China’s semiconductor expansion raises risks of overcapacity, inefficient investment, Moody’s warns
- Small domestic semiconductor companies are likely to face high credit risk resulting from potential overcapacity in less sophisticated chips
- State-led investment efforts, according to the Moody’s report, have led to overcapacity issues in other industries in the past
Potential overcapacity is likely to expose these small firms to refinancing risks from large debts because of “high price volatility, low profit margin and operational inefficiencies”, the report said.
Moody’s assessment indicated how state-led investment efforts have led to overcapacity issues in other industries in the past.
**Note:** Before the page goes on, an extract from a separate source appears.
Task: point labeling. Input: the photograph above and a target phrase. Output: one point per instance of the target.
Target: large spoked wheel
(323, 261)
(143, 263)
Given the technological challenges faced by China’s semiconductor industry, Moody’s suggested that Beijing “provide sustainable and strong support for companies in this sector to make up for the large capital expenditure and potential multi-year financial losses”.
The ongoing tensions between Beijing and Washington have prompted China, the world’s biggest market for integrated circuits, to boost the development of its semiconductor industry. Its goal is to achieve a chip self-sufficiency ratio of 70 per cent by 2025 from the current estimates of between 10 per cent to 30 per cent.
The Chinese government’s support for the local chip industry is expected to total at least US$100 billion over the next 10 years, according to the Semiconductor Industry Association, a US-based trade group.
Despite China’s challenges in building a competitive chip supply chain, the Moody’s report said “strong growth prospects for the semiconductor sector in the near term will support the revenue growth” of most domestic chip companies.
Global sales of semiconductors are expected to grow 19.7 per cent and 8.8 per cent in 2021 and 2022, respectively, according to forecasts from World Semiconductor Trade Statistics, an association of 55 semiconductor companies. Moody’s said China remains the world’s largest semiconductor market, with total sales of US$151.7 billion in 2020, up 5 per cent from a year earlier.